We asked domain experts and three LLMs to construct causal graphs for life-space mobility in rural dementia patients. They agreed on most edges, but disagreed on one that reveals a fundamentally different view of what matters most in dementia care. When tested against real data, none fit well, but they failed in different ways.
Problem: reasoning about interventions without enough data
Life-space mobility captures a person’s physical and social environment, movement, and daily activities. A decrease in life-space is associated with various measures of declining health in older adults, including cognitive decline. However, Life-Space Assessments (LSAs) have primarily focused on urban populations, limiting their applicability to rural or Indigenous settings where dementia risk is higher.
Developing interventions to improve outcomes for these populations requires causally modeling the relationship between life-space mobility and relevant demographic and environmental variables. This is a particularly hard problem, because the data needed for standard causal discovery does not exist.
Approach: four methods for causal graph construction
We consider a tiny dataset of 20 patients in rural and Indigenous communities in northern Minnesota, USA, and Ontario, Canada. For this domain, we study several approaches for building causal graphs (shown in Figure 1).
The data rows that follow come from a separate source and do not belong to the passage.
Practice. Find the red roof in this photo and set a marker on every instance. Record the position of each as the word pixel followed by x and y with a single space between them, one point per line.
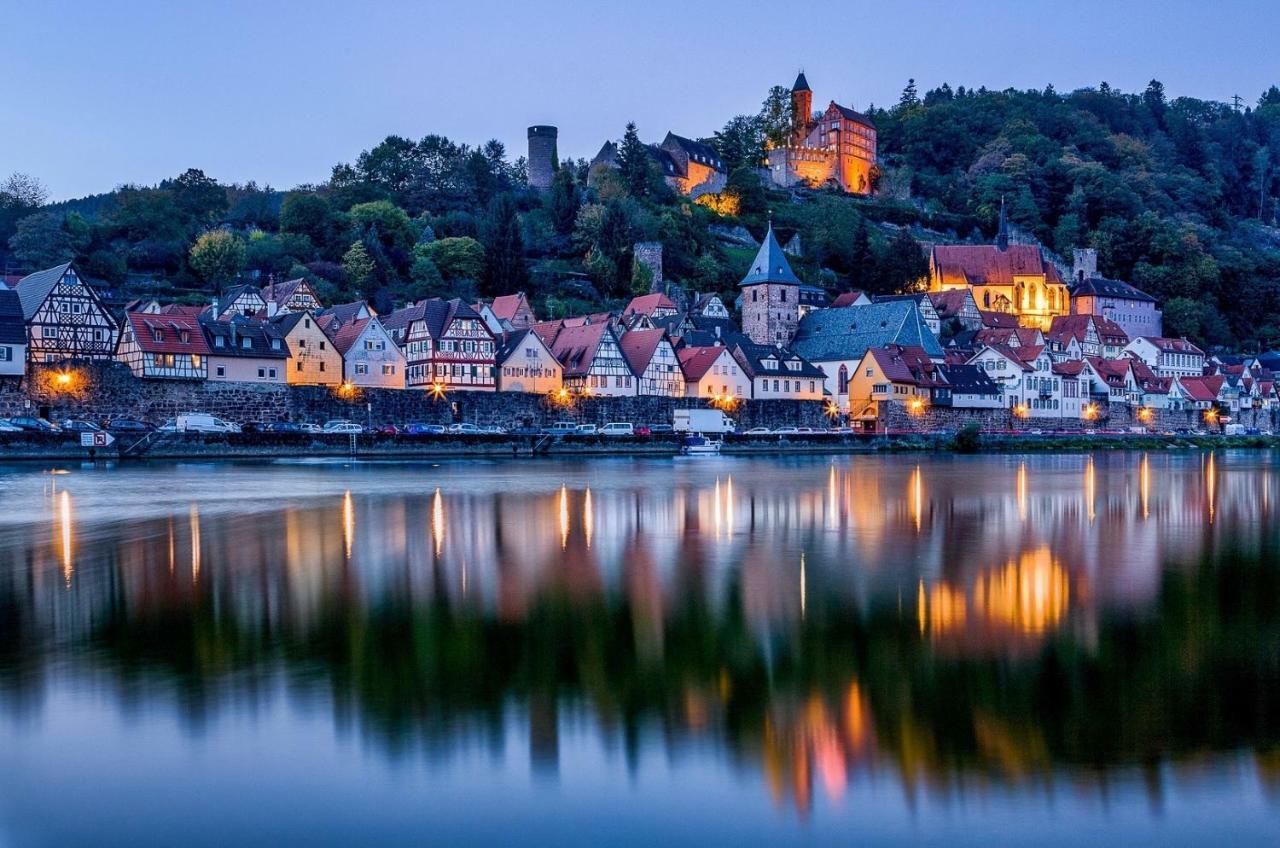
pixel 168 333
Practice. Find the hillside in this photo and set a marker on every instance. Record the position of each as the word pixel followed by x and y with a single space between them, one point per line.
pixel 1179 196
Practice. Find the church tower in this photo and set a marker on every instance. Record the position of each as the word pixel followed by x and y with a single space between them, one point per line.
pixel 771 296
pixel 801 109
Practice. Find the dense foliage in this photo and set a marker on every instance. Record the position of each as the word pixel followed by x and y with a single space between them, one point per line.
pixel 1178 196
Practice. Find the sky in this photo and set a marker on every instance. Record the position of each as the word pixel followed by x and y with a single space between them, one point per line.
pixel 94 95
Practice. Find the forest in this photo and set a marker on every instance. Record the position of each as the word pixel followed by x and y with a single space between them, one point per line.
pixel 1179 196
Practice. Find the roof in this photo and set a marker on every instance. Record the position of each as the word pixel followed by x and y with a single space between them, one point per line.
pixel 13 328
pixel 639 346
pixel 163 333
pixel 849 332
pixel 988 265
pixel 695 361
pixel 771 264
pixel 1102 287
pixel 33 288
pixel 648 304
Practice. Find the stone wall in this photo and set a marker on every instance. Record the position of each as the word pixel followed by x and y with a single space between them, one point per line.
pixel 100 391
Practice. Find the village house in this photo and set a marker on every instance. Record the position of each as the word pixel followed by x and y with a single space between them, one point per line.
pixel 164 346
pixel 291 296
pixel 314 358
pixel 712 372
pixel 65 317
pixel 653 360
pixel 1168 356
pixel 13 334
pixel 444 343
pixel 526 364
pixel 245 350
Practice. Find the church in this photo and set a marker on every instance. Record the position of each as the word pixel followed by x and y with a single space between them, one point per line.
pixel 833 146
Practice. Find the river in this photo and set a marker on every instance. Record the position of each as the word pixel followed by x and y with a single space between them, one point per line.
pixel 878 650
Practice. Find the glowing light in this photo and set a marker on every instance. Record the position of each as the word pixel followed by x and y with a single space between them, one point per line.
pixel 64 515
pixel 348 521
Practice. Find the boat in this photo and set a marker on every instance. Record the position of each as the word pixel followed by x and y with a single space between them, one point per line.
pixel 695 445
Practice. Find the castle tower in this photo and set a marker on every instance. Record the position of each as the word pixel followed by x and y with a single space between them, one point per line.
pixel 543 159
pixel 771 296
pixel 801 108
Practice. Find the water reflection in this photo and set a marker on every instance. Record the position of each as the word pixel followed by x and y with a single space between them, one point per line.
pixel 766 612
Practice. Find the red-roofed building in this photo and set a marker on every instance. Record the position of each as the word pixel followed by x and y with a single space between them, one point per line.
pixel 164 346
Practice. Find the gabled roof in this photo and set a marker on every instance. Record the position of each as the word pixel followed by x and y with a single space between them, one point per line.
pixel 846 333
pixel 695 361
pixel 639 346
pixel 771 264
pixel 13 328
pixel 160 333
pixel 988 265
pixel 33 288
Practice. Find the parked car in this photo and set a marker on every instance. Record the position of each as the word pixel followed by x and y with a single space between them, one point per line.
pixel 32 424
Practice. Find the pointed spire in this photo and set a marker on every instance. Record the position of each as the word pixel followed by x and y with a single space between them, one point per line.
pixel 1002 233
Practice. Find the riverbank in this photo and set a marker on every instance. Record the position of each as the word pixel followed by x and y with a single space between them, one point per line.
pixel 187 446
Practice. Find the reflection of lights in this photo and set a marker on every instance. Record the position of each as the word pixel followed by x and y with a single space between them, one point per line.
pixel 64 515
pixel 348 521
pixel 438 521
pixel 1029 596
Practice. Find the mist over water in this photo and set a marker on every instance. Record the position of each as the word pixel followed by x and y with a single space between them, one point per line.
pixel 892 650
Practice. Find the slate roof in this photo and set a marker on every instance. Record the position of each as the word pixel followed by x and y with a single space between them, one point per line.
pixel 13 328
pixel 846 333
pixel 33 288
pixel 771 264
pixel 170 329
pixel 1102 287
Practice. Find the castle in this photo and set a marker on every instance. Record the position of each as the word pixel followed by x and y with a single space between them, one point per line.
pixel 837 145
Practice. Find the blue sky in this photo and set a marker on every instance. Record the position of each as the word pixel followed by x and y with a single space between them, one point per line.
pixel 97 94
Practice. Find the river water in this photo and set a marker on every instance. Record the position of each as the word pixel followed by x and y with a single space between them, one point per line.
pixel 892 650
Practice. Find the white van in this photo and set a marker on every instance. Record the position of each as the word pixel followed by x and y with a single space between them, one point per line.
pixel 202 423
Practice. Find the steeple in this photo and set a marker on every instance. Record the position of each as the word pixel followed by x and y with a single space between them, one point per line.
pixel 771 264
pixel 1002 233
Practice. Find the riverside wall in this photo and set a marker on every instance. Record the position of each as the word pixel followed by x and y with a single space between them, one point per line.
pixel 106 390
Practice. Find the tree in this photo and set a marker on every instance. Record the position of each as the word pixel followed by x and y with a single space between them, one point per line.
pixel 634 163
pixel 218 256
pixel 360 268
pixel 504 247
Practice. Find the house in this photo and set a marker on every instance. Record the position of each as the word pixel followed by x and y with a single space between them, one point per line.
pixel 1015 279
pixel 369 355
pixel 777 373
pixel 291 296
pixel 712 372
pixel 446 343
pixel 13 334
pixel 65 317
pixel 245 350
pixel 836 340
pixel 1132 309
pixel 158 346
pixel 1168 356
pixel 653 360
pixel 314 356
pixel 592 360
pixel 240 300
pixel 526 364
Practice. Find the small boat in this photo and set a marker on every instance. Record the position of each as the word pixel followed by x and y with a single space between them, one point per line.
pixel 695 445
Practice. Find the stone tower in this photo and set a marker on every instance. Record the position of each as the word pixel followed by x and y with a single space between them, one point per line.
pixel 801 108
pixel 771 296
pixel 543 160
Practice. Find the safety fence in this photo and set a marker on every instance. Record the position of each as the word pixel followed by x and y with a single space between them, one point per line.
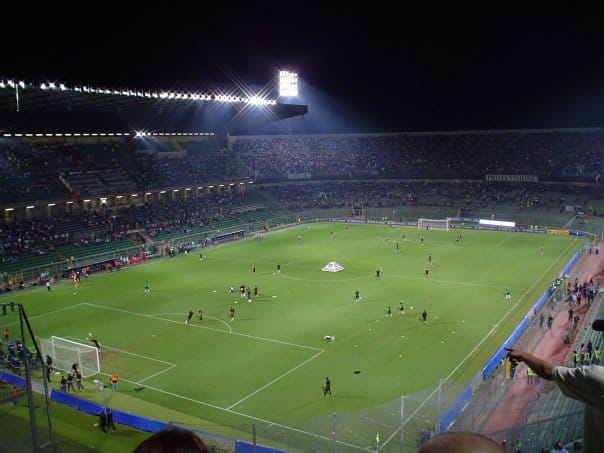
pixel 216 441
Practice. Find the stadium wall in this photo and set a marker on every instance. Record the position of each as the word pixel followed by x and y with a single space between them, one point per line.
pixel 137 421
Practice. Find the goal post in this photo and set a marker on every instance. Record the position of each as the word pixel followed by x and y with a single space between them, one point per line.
pixel 433 224
pixel 66 352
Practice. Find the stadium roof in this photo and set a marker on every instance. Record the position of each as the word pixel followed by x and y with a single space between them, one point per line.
pixel 49 106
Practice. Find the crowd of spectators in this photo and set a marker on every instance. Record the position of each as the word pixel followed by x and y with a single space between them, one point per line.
pixel 454 155
pixel 30 170
pixel 462 194
pixel 41 236
pixel 151 172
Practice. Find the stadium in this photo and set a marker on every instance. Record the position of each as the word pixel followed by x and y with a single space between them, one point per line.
pixel 202 259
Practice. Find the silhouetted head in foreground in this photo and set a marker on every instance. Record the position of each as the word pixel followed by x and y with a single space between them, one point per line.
pixel 172 440
pixel 461 443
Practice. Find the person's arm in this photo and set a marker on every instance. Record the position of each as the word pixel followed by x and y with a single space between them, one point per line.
pixel 541 367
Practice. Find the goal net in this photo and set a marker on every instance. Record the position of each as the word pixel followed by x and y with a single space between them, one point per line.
pixel 433 224
pixel 65 353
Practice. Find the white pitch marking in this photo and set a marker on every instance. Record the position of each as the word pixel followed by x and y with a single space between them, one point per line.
pixel 157 374
pixel 127 352
pixel 275 380
pixel 481 341
pixel 205 327
pixel 241 414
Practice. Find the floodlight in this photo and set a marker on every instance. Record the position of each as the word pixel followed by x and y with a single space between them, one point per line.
pixel 288 84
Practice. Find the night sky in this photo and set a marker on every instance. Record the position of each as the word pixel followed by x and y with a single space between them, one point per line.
pixel 360 71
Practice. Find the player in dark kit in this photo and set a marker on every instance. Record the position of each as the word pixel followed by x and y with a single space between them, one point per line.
pixel 189 316
pixel 327 388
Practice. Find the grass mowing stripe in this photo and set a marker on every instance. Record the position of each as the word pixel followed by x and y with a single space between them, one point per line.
pixel 44 314
pixel 204 327
pixel 208 317
pixel 482 341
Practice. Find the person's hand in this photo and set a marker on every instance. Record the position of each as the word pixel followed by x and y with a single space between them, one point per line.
pixel 515 354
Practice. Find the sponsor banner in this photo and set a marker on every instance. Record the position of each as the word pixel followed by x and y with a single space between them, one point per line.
pixel 558 232
pixel 372 222
pixel 512 178
pixel 497 228
pixel 462 219
pixel 299 176
pixel 581 234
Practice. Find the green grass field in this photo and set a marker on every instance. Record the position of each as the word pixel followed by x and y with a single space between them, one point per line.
pixel 269 364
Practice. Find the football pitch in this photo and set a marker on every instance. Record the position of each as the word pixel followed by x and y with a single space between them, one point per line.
pixel 269 364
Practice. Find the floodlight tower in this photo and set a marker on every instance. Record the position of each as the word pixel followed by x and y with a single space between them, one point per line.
pixel 288 88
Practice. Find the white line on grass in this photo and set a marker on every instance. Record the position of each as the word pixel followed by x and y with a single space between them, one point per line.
pixel 171 365
pixel 205 327
pixel 275 380
pixel 157 374
pixel 268 422
pixel 45 314
pixel 209 317
pixel 481 341
pixel 127 352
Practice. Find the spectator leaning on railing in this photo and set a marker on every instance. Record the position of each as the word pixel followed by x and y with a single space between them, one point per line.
pixel 585 383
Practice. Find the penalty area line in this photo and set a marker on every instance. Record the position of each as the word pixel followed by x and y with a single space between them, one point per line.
pixel 143 315
pixel 241 414
pixel 276 379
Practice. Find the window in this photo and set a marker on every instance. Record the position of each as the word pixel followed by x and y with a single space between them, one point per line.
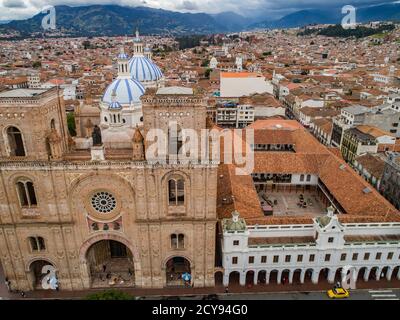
pixel 177 241
pixel 327 257
pixel 15 142
pixel 176 192
pixel 175 140
pixel 37 243
pixel 26 194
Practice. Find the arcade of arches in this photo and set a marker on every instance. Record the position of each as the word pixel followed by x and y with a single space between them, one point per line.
pixel 301 276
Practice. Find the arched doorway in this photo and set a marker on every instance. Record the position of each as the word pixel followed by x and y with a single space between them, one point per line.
pixel 262 277
pixel 323 275
pixel 372 274
pixel 234 278
pixel 384 273
pixel 177 271
pixel 297 276
pixel 285 276
pixel 250 278
pixel 38 272
pixel 111 264
pixel 273 277
pixel 218 278
pixel 361 274
pixel 395 273
pixel 308 275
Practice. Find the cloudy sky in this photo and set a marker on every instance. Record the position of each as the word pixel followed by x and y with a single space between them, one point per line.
pixel 21 9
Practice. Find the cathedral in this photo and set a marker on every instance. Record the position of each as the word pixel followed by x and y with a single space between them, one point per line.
pixel 93 207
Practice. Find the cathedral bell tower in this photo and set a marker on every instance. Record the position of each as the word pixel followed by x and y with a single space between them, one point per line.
pixel 137 45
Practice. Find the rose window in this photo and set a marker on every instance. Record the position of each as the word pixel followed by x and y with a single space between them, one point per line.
pixel 103 202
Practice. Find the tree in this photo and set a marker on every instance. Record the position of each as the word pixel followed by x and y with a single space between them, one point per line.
pixel 110 295
pixel 71 123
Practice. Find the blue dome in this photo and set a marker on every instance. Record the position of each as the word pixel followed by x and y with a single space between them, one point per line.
pixel 114 106
pixel 126 91
pixel 144 69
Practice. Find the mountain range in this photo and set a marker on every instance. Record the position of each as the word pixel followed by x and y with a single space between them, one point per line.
pixel 114 20
pixel 302 18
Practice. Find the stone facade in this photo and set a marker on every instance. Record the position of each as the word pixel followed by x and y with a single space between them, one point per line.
pixel 65 215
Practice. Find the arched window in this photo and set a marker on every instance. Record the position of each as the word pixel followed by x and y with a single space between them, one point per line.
pixel 37 243
pixel 174 241
pixel 177 241
pixel 181 241
pixel 26 193
pixel 176 192
pixel 15 142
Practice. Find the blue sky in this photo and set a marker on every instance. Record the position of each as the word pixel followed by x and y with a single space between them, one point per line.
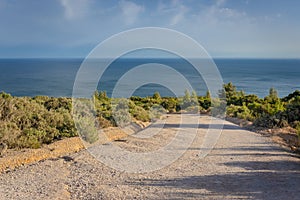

We compare them structurally and evaluate their empirical validity.

Fig. 1. Causal graph construction methods, including expert elicitation (1), LLM consensus (Claude, Gemini, GPT) (2), hybrid subtractive refinement (3), and a data-driven FCI baseline (4).
Variables (9 boolean features, n=20)
Continuous variables were binarized using expert-provided or sample mean-based thresholds.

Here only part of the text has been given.